She leaned in, lips brushing against my ear as she whispered the words that shattered me completely.

“The grand staircase. Four years ago. You weren’t dreaming. Reagan and I are having a blast sex.”

My breath hitched.

I had forced myself to forget.

The night I thought was just a twisted hallucination—a fever dream, a nightmare—came rushing back with brutal clarity.

The sound of laughter. The scent of alcohol and perfume.

Reagan. Dulcie.

Their bodies tangled together on the grand staircase. His mouth on her skin. Her moans echoing through the halls. I stood there, frozen in time. Watching my best friend and my husband destroy me in real time. I was sick that time and I remember I collapsed on the floor and everything went dark.

Dulcie sighed, running a finger down the diamond on her ring. “You were so easy to fool. Always so obedient.”

Something inside me cracked.

I lifted my head, meeting her gaze.

She expected tears. A breakdown. Begging, maybe. Instead, I smiled. Slow. Cold. She faltered. Just a flicker. But I saw it.

Good.

I stepped closer, forcing her to step back.

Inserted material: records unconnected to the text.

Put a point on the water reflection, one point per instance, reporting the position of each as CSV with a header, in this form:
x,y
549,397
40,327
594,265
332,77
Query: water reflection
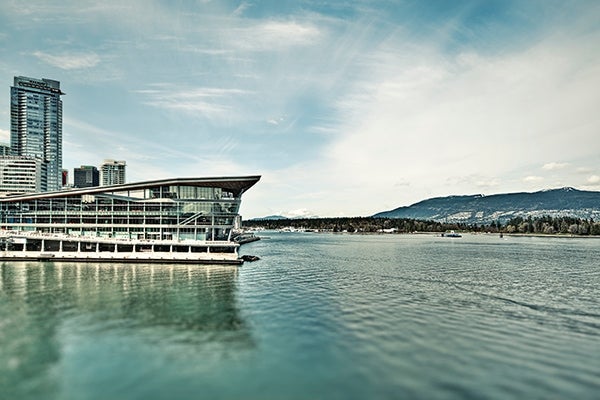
x,y
47,310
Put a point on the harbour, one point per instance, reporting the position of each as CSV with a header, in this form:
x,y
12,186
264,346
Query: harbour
x,y
353,316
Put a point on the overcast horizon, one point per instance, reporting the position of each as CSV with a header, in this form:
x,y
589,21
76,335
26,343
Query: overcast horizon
x,y
344,108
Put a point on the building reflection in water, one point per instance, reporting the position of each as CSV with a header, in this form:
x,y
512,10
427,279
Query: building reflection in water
x,y
44,306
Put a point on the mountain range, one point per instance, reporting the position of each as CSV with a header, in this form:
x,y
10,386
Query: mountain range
x,y
481,209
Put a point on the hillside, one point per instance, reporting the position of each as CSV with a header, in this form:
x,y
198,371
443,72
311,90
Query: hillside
x,y
480,209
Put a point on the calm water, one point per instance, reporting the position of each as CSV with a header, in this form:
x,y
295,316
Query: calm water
x,y
320,316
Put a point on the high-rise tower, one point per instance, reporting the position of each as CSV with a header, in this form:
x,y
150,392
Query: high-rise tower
x,y
36,125
112,172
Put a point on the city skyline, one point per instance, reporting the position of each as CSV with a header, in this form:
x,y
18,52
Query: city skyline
x,y
345,110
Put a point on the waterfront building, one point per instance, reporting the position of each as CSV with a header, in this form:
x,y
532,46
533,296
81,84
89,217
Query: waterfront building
x,y
169,220
65,178
36,126
112,172
86,176
20,175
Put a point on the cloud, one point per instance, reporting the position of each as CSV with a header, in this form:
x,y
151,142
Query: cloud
x,y
274,35
70,61
554,166
533,179
594,179
212,103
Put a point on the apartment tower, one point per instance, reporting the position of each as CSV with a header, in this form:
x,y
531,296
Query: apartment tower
x,y
36,126
112,172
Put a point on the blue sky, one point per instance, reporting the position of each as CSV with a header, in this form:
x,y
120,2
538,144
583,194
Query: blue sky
x,y
345,108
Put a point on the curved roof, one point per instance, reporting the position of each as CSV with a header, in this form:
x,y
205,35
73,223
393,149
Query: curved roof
x,y
235,184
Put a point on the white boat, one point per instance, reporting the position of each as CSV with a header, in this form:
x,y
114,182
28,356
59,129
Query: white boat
x,y
180,220
451,234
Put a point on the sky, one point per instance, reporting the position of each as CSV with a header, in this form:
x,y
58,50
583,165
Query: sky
x,y
345,108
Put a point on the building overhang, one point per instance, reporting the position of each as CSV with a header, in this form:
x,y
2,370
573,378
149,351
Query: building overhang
x,y
236,184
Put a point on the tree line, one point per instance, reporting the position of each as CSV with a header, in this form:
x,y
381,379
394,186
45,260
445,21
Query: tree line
x,y
538,225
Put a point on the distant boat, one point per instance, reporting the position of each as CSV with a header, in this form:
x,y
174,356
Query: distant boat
x,y
451,234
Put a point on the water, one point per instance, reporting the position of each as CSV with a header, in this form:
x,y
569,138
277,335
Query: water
x,y
320,316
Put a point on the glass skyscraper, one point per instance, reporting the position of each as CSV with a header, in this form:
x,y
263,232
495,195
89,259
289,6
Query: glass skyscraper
x,y
112,172
36,126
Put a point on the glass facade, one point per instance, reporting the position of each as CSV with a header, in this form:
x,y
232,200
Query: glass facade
x,y
36,125
177,210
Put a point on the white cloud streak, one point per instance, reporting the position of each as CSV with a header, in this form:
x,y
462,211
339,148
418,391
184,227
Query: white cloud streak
x,y
69,61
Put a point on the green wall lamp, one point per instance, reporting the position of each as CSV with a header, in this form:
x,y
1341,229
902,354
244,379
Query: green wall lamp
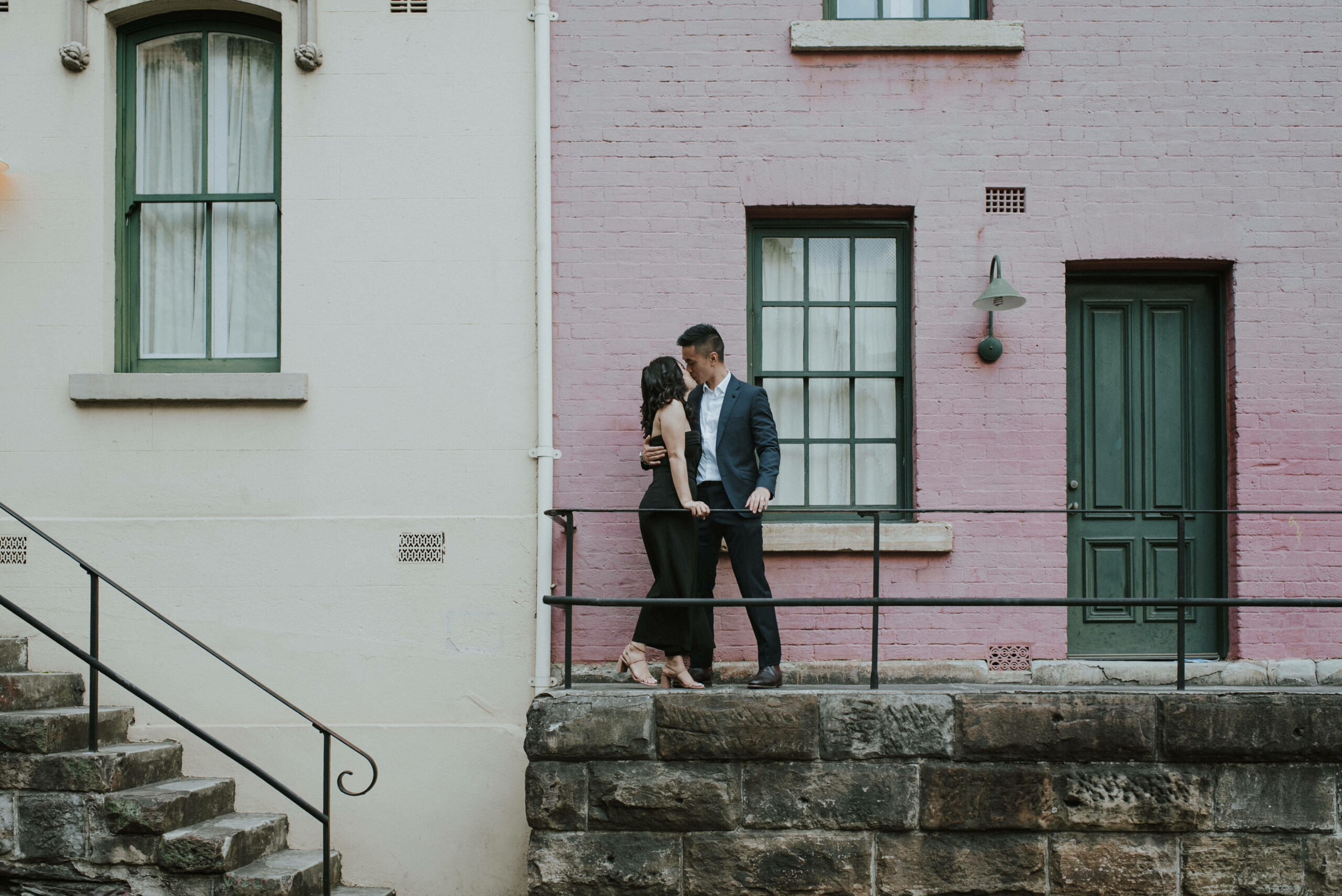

“Well,” I murmured, voice calm, “enjoy it while it lasts.”

She frowned. “What?”

I brushed past her, unlocking the door.

She could keep her victory. For now.

But the game had only just begun.

I couldn’t stay there. Not with her. Not with him.

I excused myself from the party, forcing a smile for the few people who stopped to ask if I was alright. My legs felt like they were made of lead as I navigated through the crowded room, the laughter of the guests a distant, suffocating hum in my ears. The weight of Dulcie’s words hung like a shroud around me, crushing my chest with every step.

I couldn’t stay in that house, surrounded by lies and betrayal.

Once I was in the car, I let out the breath I hadn’t realized I was holding. The ride home was a blur, my thoughts spinning too fast to focus. I wanted to scream. I wanted to break everything, shatter the world Reagan had built around me. But instead, I held it all in. For my babies.

When I got home, the house felt foreign. Empty. The walls seemed to close in on me, and I knew, deep in my bones, I couldn’t escape. Not from him. Not from this.